Many consumers are feeling nervous about the security of their funds in the bank after witnessing the demise of Silicon Valley Bank (SVB) and Signature Bank in March, as well as the collapse of First Republic Bank in May. In fact, more than one-third (34 percent) of consumers who are aware of recent bank failures report feeling “very concerned” about the U.S. banking system, according to a recent J.D. Power survey.

Despite consumer fears, a savings account at a federally insured bank remains one of the safest and most accessible places to store your cash. Although your money is safe in your bank — if your bank is insured by the Federal Deposit Insurance Corporation (FDIC) and you’re within the FDIC’s guidelines — there are several ways the recent banking crisis could, in fact, change how you bank.

Here we’ll look at three potential ways banks could evolve as a result of the 2023 banking crisis.

1. Smaller banks may increase yields

If you’re looking to find the best rate on a high-yield savings account, be aware that some smaller and midsize banks and credit unions may be increasing their annual percentage yields (APYs) as a result of the banking crisis. Banks of this size lost billions of dollars after the SVB, Signature and First Republic failures as customers took their deposits to larger banks, which they perceived to be safer.

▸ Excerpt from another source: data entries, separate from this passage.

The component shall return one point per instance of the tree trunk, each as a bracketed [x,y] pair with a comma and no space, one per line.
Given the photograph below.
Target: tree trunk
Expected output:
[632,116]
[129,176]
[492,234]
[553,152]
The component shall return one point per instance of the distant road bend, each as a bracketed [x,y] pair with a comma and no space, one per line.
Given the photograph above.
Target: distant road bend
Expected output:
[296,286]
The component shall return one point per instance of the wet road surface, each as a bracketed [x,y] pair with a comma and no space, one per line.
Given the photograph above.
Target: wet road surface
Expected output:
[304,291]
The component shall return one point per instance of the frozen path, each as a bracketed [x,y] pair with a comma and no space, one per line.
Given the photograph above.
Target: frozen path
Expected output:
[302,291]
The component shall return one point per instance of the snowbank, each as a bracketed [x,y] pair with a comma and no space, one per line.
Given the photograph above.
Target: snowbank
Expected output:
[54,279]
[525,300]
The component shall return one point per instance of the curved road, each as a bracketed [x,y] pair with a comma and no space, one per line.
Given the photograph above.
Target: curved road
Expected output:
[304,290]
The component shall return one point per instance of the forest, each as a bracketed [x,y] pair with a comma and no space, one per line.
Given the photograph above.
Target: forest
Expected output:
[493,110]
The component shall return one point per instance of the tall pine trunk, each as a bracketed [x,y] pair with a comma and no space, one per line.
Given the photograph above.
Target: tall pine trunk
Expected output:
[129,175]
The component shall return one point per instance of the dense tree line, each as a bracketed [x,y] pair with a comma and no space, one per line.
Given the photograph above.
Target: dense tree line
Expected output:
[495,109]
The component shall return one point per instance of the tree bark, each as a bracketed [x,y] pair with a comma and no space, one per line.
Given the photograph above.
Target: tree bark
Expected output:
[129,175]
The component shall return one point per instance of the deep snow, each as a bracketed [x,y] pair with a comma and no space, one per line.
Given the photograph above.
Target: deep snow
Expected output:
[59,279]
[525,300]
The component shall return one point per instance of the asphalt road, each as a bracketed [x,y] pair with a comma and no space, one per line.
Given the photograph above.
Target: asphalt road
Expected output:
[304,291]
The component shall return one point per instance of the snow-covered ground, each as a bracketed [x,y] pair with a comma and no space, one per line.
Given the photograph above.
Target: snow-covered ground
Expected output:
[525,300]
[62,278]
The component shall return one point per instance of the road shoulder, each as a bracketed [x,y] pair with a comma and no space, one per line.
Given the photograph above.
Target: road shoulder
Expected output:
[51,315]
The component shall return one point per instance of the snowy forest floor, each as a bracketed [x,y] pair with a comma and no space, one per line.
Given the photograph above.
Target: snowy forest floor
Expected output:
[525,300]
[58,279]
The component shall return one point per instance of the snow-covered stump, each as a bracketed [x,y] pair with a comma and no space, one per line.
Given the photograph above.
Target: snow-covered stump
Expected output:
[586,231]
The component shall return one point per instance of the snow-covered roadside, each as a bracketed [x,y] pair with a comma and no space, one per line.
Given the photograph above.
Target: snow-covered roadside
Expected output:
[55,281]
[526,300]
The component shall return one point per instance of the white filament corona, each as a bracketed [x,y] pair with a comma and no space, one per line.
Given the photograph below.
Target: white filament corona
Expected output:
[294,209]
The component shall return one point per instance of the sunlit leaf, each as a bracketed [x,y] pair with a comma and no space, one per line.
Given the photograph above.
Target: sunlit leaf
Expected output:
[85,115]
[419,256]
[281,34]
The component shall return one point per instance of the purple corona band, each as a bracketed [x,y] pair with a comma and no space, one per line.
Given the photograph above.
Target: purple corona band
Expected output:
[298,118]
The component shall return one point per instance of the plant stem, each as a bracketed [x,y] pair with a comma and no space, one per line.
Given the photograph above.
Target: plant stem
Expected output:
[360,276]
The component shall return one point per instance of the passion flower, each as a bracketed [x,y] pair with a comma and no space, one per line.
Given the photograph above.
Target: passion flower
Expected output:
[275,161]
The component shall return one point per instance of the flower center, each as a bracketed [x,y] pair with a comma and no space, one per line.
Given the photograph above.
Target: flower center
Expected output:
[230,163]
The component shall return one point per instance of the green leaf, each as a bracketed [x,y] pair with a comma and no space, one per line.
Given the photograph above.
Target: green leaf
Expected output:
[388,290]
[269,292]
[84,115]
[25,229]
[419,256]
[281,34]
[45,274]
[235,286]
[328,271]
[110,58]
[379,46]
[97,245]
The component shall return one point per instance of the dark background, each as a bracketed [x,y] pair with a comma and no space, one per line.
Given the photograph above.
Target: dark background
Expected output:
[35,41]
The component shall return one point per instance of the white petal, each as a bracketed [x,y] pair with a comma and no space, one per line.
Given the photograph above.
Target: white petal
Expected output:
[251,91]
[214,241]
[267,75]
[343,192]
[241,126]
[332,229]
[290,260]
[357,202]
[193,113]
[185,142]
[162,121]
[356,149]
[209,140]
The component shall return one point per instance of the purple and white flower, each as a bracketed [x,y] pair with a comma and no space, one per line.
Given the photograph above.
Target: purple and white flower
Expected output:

Increasing their APYs on savings accounts, money market accounts and CDs could be a way smaller banks attempt to draw back customers — and to avoid losing any additional existing ones.

Advice: Now’s a good time to shop around for the best rates. You’ll often find the best APYs offered by banks that only maintain an online presence, since they don’t have the overhead costs of maintaining branches and can pass along the savings to customers in the form of higher rates.

2. Banks could increase their fees

When federal regulators seized Silicon Valley Bank and Signature Bank, they determined that in addition to covering insured deposits at both banks, they would also cover the substantial portion of deposits that were uninsured.

The FDIC currently insures up to $250,000 per depositor, per FDIC-insured bank, per ownership category. Consumers are guaranteed that their money is safe, as long as it’s within those limits and guidelines.

If, as a result of the banking crisis, the FDIC decides to start providing unlimited insurance coverage to all depositors, the agency may charge banks considerably more in insurance premiums — which in turn could lead to banks increasing their depositor fees to fund those price hikes.

Advice: Regardless of whether your bank is increasing any of its fees, it’s good practice to monitor your bank accounts regularly and pay attention to any fees you’re being charged. Common bank fees include overdraft fees and ATM fees. Such fees — often referred to as junk fees by consumer advocates — can be avoided if you maintain a set minimum account balance, set up safeguards to help prevent overdrafts, and make sure you only use in-network ATMs. If your bank makes it too difficult for you to avoid such fees, you may want to consider switching banks.

3. Banks are tightening lending practices

Banks might further tighten their lending practices in response to the recent bank failures, U.S. Treasury Secretary Janet Yellen said in an interview on CNN on April 14.

As many banks currently feel the need to achieve a healthier balance sheet, they may take steps such as raising interest rates on their loans, which would make it more difficult for consumers to do things like buy a car or make home improvements.

Retrenchment in bank credit actually began happening prior to the March bank failures, however. According to the Federal Reserve’s survey of banks’ senior loan officers released in November 2022, lenders made it more difficult for both consumers and businesses to access credit in the third quarter of the year.

In the survey, 80 percent of banks also said their lending standards for credit card loans would tighten either substantially or somewhat if a recession were to occur. Similarly, 74 percent of banks surveyed said their lending standards for auto loans would tighten substantially or somewhat in the event of a recession.

What’s more, regional banks have a general reputation for knowing their customers, since many are headquartered in the communities they serve. Such banks may consider factors such as family history and discretionary spending when making loans, instead of relying solely on impersonal data such as credit scores. This type of relationship banking may suffer when small banks are bought out by bigger ones.

Advice: Whether you’re looking to obtain a mortgage loan, an auto loan or another personal loan, shop around for the lowest rates. Use Bankrate’s loan calculator to help you determine what your monthly loan payment will be, and make sure it’s an amount you’re comfortable incorporating into your monthly budget.

Bottom line

It remains to be seen whether any more bank failures will take place in the near future, but consumers can rest assured their funds are safe as long as they’re within the insurance guidelines and limits at a federally insured bank or credit union.

The fallout from the banking crisis could result in some consumer-friendly practices such as higher yields on deposit accounts, while harmful by-products could be higher fees and loan rates. The best approach is to find a savings account that pays the highest yield, make sure you’re not paying bank fees that you can avoid, and shop around for the most favorable loan terms when you’re seeking to borrow money.